In this sensitive and beautifully crafted novel, Myshkin Rozario delves into his childhood memories to solve past mysteries that have haunted him. “As a child abandoned without explanation, I had felt nothing but rage, misery, confusion... As an old man trying to understand my past... I am trying to view my mother somewhat impersonally, as a rebel who might be admired by some, as an artist with a vocation so intense she chose it over family and home.” His mother’s story gains added depth and poignancy against the backdrop of India’s freedom struggle and the menacing clouds of World War II.
Life in a hill town under British rule was pleasant enough until Myshkin became known overnight as “the boy whose mother had run off with an Englishman.” The opening lines draw the reader and indicate a vital trigger for the mother’s unusual action. The man she ran away with was, in fact, a German, and not an Englishman as the locals considered all white-skinned foreigners. “This unconcern for accuracy annoyed my scholarly father even in circumstance as dire as losing his wife to another man.” The well-intentioned N C Rozario “believed feelings had to be kept on a tight leash... as if he were the sole repository of sanity and reason in a set of people deranged by illogical passions.”
Myshkin’s mother Gayatri fell back upon memories of that one joyous adventure of her life whenever the constraints of domestic life defeated her. She would often tell her child about that magical boat ride with her father on a lake in Bali, when she met German artist and musician Walter Spies. Walter took Gayatri and other friends to concerts, dance performances and painting schools, explaining their nuances and roots in Indian mythology. “Gayatri was wonderstruck that the myths and legends she had grown up with should exist in this altered form so far away. It was precisely this that her father wanted to show her when he took her travelling around the East Indies.”
Like Gayatri, her father Agni Sen had “stood at an odd angle to things around him.” At the turn of the 20th century, he was most unusual in recognising “a spark inside his daughter that could light up whole cities if tended.” He arranged the best possible education and even did the unthinkable by taking his teenaged daughter on that memorable trip to Bali. Gayatri cherished forever her interactions with Rabindranath Tagore on that voyage.
Gayatri’s world crashed after her father’s death. Her family married her off to the staid and much older N C Rozario, who felt that “every thinking man needs solitude and freedom if he is to realise his full potential.” Yet, ironically, he could not understand his young wife’s urge to sing or paint freely. “Everything was permitted as long as it remained trivial.” While being in the employ of the British, he supported India’s freedom movement and urged his wife to “Open your eyes to something new... Our country is in turmoil, our people are fighting for freedom and you think only of yourself.”

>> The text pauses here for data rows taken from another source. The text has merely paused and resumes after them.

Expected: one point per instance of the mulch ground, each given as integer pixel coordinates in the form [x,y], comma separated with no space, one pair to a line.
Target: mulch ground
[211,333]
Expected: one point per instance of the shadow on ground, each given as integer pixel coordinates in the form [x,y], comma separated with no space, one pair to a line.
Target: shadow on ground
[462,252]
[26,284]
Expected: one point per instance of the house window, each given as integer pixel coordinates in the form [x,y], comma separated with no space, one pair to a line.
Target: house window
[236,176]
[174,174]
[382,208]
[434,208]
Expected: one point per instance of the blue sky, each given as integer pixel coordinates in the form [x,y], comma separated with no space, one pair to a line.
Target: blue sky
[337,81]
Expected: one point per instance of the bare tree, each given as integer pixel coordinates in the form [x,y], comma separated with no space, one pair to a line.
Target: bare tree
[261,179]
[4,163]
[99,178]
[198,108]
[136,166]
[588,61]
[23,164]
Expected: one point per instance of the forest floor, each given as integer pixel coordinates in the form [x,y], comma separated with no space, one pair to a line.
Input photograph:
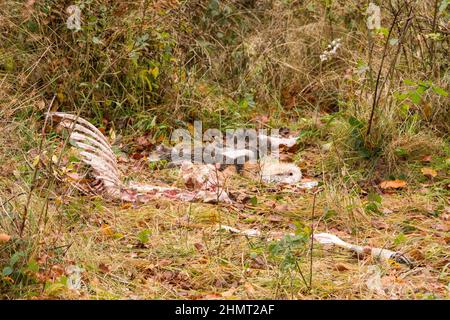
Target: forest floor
[174,250]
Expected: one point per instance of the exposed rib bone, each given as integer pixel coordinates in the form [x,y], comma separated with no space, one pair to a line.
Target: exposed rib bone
[96,152]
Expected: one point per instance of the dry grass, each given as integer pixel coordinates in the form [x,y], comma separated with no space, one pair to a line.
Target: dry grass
[226,65]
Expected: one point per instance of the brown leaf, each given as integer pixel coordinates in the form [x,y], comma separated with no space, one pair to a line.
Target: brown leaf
[429,172]
[106,230]
[393,184]
[104,268]
[342,266]
[4,237]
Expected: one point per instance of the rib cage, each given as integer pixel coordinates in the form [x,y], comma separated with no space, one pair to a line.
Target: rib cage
[96,152]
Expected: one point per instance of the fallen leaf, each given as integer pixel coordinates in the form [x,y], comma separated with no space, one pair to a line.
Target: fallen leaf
[392,184]
[4,237]
[106,230]
[342,266]
[429,172]
[104,268]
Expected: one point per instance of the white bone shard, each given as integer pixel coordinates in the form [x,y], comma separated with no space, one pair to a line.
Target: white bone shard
[377,253]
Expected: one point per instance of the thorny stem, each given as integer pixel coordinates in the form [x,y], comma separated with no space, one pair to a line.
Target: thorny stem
[312,240]
[375,96]
[35,171]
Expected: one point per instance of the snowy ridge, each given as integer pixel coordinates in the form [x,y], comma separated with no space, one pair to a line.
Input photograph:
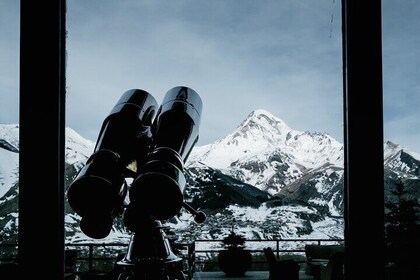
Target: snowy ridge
[265,152]
[78,149]
[262,132]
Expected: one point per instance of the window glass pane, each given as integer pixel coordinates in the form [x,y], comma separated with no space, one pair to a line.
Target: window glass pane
[9,129]
[401,89]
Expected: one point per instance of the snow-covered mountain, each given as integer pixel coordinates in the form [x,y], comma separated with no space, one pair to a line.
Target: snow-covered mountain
[269,179]
[265,152]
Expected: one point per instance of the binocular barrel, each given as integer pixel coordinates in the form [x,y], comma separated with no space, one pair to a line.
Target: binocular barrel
[138,139]
[158,190]
[99,189]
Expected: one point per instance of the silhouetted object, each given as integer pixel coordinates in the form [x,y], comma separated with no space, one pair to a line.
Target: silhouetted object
[318,256]
[99,189]
[281,269]
[334,270]
[402,230]
[234,260]
[150,145]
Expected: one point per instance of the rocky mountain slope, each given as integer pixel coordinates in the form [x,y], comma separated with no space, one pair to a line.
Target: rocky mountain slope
[265,179]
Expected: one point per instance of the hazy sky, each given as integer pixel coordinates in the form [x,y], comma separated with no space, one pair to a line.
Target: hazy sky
[239,55]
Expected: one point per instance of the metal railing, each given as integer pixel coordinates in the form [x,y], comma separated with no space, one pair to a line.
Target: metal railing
[198,252]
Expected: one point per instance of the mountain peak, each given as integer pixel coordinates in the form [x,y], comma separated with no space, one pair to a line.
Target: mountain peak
[262,124]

“What good will the great nation’s freedom do for me?” Gayatri retorted. “Will it make me free? Will I be able to choose how to live?” There are no heroes or villains; only fallible human beings with saving graces. As we read and understand them, we begin to feel for them.
N C Rozario with his well-meaning contradictions; Walter Spies the passionate artist, who urges Gayatri to follow her dreams, and not towards illicit love, as everyone suspects; the genial doctor grandfather, who tries his best to mother Myshkin and his son’s successive young and tormented wives; they all come alive and earn our sympathetic understanding.
Myshkin takes a lifetime to traverse the chasm dividing him from his mother. As he reads her letters written long ago to her friend, he is “overcome with anger and resentment at one moment and then in the next an impersonal tenderness, even understanding,... for the woman who was my mother. She was a mere 26 at that time, and was condemned for life to the loneliness of being out of step with everyone around her. Where something so trifling as reading detective novels rather than my father’s improving tracts was treated as rebellion, she fell in love with the writer of those thrillers... I wished I had known her better.”
Vibrant descriptions blend in with the unveiling of inner landscapes. The small hill town of Muntazir seems like “a settlement from the Middle Ages that progress had pulled by its ears into the present day, where buildings poked their way out between orchards of lychee, mango and custard apple, interruptions in a landscape with more trees than houses. When spring came, our town went scarlet with the explosion of huge fleshy flowers on the bare branches of silk cotton trees and in winter the fields turned into sheets of gold as the mustard bloomed... I notice these colours when I turn the pages of my mother’s old drawing books now. I can see how the landscape had imprinted itself on her mind.”
Gentle in tone and thought-provoking, this is a satisfying read.